Qu’est-ce que cela signifie d’être artiste ? Mon processus créatif se déroule en deux temps : je commence par adopter une attitude ou un concept, puis je pars à la recherche d’images visuelles qui y correspondent. Des matériaux variés, extraits de carnets, journaux ou symboles sont réunis pour créer l’exposition. Dans une perspective contemporaine, trois grands thèmes traversent mon travail. Tout d’abord, l’idée de l’artiste comme quelqu’un qui, à travers des images, métabolise des thèmes symboliques à destination du public, créant ainsi un paysage poétique visuel ou un texte visuel.

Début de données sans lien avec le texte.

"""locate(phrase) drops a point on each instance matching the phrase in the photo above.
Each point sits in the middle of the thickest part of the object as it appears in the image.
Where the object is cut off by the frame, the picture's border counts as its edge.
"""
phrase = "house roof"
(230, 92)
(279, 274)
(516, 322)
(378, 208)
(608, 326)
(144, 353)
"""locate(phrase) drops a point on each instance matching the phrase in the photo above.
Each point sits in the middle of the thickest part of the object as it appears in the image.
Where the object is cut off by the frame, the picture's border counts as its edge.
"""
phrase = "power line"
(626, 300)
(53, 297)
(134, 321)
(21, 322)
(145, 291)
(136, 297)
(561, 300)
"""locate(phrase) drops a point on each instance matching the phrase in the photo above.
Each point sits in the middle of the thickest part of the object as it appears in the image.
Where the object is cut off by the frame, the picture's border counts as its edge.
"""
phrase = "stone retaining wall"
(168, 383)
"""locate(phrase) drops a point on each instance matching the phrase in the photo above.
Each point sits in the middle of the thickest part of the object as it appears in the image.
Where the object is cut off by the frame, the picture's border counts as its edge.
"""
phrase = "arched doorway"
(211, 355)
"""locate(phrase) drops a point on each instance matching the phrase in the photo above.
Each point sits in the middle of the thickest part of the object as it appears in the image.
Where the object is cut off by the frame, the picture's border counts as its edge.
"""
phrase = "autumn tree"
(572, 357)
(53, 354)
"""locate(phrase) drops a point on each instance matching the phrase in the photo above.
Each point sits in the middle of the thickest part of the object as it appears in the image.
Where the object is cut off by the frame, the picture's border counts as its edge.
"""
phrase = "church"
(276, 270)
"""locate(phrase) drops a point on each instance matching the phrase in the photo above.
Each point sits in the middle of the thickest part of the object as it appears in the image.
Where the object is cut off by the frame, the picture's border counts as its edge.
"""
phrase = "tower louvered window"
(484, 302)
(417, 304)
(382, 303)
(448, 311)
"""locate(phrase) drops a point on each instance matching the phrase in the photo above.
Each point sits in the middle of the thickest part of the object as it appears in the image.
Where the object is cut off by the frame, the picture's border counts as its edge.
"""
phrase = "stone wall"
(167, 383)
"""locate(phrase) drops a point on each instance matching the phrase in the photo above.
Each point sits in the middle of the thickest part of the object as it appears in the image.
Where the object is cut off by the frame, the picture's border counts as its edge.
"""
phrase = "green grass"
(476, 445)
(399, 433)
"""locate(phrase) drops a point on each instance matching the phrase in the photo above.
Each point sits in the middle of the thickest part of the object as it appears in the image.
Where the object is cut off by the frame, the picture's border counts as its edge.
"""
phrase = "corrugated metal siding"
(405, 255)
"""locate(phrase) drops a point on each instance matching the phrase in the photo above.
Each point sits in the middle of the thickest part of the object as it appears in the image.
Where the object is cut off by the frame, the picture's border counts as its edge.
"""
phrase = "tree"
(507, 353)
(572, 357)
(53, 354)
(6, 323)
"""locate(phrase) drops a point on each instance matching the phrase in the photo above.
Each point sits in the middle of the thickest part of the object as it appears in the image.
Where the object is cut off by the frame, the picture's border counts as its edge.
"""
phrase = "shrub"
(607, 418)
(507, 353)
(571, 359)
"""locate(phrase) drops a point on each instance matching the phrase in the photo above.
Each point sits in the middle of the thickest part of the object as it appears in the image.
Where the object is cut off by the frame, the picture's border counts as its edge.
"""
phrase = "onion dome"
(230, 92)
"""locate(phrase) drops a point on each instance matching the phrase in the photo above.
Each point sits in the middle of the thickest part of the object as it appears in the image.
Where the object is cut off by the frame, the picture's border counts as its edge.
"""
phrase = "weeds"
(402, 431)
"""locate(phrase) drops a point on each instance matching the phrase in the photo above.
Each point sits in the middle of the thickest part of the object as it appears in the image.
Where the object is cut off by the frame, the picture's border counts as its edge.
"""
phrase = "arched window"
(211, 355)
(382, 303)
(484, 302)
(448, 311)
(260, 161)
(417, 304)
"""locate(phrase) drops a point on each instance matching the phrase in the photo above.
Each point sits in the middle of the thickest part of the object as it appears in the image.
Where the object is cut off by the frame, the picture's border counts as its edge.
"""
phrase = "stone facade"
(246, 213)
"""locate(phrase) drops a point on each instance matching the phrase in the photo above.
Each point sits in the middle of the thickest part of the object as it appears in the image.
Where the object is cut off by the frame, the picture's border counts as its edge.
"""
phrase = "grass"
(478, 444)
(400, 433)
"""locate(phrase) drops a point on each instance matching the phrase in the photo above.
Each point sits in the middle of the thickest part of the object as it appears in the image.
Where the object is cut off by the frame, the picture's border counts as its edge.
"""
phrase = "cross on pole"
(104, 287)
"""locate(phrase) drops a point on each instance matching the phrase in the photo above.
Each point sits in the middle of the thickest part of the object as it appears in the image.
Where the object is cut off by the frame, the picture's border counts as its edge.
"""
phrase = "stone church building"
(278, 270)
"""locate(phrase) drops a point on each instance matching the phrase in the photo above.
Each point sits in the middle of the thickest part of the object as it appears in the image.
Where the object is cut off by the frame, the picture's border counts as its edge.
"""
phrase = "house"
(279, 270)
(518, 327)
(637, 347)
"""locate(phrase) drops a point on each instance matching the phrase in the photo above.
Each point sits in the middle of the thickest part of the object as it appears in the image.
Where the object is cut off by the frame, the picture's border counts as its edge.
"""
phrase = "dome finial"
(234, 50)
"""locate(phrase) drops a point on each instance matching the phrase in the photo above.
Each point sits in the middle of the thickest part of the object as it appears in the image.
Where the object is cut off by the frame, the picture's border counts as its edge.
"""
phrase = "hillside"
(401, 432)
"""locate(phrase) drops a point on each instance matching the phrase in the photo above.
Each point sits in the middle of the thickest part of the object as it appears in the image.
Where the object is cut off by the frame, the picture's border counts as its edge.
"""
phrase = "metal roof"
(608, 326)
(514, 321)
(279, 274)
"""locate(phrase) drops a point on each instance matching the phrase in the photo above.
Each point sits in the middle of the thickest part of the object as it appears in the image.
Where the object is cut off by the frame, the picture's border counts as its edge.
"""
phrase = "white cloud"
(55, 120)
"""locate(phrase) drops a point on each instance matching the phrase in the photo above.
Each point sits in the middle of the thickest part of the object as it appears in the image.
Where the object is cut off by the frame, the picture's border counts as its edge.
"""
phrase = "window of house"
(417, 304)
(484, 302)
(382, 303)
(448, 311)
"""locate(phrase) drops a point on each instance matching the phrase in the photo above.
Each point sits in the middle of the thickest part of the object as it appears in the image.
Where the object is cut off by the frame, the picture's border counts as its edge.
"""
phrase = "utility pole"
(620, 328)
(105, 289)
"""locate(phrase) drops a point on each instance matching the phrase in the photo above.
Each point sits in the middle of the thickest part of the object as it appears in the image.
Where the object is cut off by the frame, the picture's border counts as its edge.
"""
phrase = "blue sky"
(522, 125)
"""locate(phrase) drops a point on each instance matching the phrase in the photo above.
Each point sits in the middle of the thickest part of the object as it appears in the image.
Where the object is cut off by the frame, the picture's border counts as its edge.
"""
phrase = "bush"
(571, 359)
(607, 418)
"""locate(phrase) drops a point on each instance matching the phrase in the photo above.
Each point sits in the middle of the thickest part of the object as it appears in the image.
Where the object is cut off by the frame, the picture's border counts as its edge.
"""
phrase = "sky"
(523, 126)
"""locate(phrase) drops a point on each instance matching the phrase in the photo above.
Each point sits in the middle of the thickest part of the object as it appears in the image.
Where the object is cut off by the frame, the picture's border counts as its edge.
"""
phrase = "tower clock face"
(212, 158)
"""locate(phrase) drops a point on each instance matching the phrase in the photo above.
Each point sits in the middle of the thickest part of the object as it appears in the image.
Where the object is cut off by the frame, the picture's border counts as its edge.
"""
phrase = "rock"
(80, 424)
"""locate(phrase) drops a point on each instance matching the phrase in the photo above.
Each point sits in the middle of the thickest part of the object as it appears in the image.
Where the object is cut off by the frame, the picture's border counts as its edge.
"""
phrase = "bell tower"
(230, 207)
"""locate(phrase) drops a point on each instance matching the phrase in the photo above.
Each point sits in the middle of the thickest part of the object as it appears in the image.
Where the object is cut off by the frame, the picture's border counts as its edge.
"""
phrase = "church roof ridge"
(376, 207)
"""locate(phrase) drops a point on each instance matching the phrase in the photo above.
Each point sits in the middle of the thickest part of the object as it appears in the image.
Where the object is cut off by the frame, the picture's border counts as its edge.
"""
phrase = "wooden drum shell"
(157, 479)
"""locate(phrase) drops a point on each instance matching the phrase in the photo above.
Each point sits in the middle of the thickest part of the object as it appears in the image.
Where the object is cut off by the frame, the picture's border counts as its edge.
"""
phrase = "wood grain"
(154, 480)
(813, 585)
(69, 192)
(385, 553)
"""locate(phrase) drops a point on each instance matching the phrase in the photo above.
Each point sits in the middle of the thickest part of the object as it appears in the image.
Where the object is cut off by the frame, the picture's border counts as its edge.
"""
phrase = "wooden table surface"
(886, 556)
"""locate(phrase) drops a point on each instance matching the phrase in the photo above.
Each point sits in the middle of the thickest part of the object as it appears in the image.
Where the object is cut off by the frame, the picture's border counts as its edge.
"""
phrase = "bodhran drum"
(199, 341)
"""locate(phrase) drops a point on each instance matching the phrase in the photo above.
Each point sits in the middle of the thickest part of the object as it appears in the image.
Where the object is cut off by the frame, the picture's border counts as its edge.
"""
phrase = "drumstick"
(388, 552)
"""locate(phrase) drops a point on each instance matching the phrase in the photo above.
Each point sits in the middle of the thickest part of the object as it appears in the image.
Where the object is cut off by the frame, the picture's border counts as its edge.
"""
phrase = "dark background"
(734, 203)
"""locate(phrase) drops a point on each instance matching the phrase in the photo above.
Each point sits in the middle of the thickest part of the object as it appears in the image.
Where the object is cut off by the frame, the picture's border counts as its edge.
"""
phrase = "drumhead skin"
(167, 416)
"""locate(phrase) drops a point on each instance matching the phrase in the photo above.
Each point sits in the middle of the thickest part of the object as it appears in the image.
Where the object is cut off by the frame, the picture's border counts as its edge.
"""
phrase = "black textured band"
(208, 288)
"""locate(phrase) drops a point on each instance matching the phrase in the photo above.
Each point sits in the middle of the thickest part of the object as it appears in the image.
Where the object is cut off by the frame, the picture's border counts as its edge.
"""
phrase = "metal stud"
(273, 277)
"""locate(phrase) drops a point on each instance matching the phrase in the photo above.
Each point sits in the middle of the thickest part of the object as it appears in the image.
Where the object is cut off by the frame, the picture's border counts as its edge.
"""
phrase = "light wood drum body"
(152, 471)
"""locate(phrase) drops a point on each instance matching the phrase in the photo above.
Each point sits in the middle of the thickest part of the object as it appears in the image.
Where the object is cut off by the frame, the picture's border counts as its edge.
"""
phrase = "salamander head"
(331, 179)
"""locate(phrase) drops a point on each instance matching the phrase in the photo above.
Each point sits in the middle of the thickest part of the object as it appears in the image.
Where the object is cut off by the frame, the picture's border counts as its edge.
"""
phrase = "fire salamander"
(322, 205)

Ensuite, en tant qu’artiste et photographe, je réponds à ma quête visuelle en convoquant des combinaisons d’éléments capables de mieux servir le sujet choisi. Enfin, selon une vision esthétique qui oriente mon regard sur le monde, mon travail est un processus organique de renouvellement, d’équilibre, et une dialectique constante entre la permanence et l’impermanence de l’être et du devenir.

Y a-t-il eu un moment ou une rencontre marquante dans votre parcours ? Oui. En 1989, mon père est décédé au Brésil. La famille a donc pris l’avion de Brasilia vers Mexico. Nous survolions Manaus et l’Amazone à bord d’un Learjet. Lors de l’atterrissage, un oiseau a traversé notre trajectoire et le pilote a dû manœuvrer pour éviter une collision. Un peu plus tard, en vol, l’immensité de la jungle vue de là-haut, à 1000 mètres d’altitude, avec la ligne turquoise de l’atmosphère terrestre à l’horizon, m’a profondément bouleversé. À cette époque, je vivais aux Pays-Bas. Venant d’un univers industriel européen, j’ai ressenti de plein fouet les contradictions liées à notre manière agressive de traiter notre relation à la Terre. C’est là que l’image de l’homme-oiseau m’est apparue : un personnage tourné vers l’avenir, mêlant surprise et espérance. Cet alter ego visait à incarner des idées plus vastes comme l’empathie, l’équilibre, et la vie en tant que processus pour sauver ce qui reste d’humanité, pour préserver le vivant. Dans la culture mésoaméricaine, nous appelons cela le Nahualli : une manière de partager notre condition humaine avec l’énergie essentielle qui émane de la nature.

Comment décririez-vous votre univers en trois mots ? Exploration, dessin lyrique, contemplation.

Si vous deviez citer un artiste qui vous a inspiré ? Joseph Beuys, en particulier ses dessins.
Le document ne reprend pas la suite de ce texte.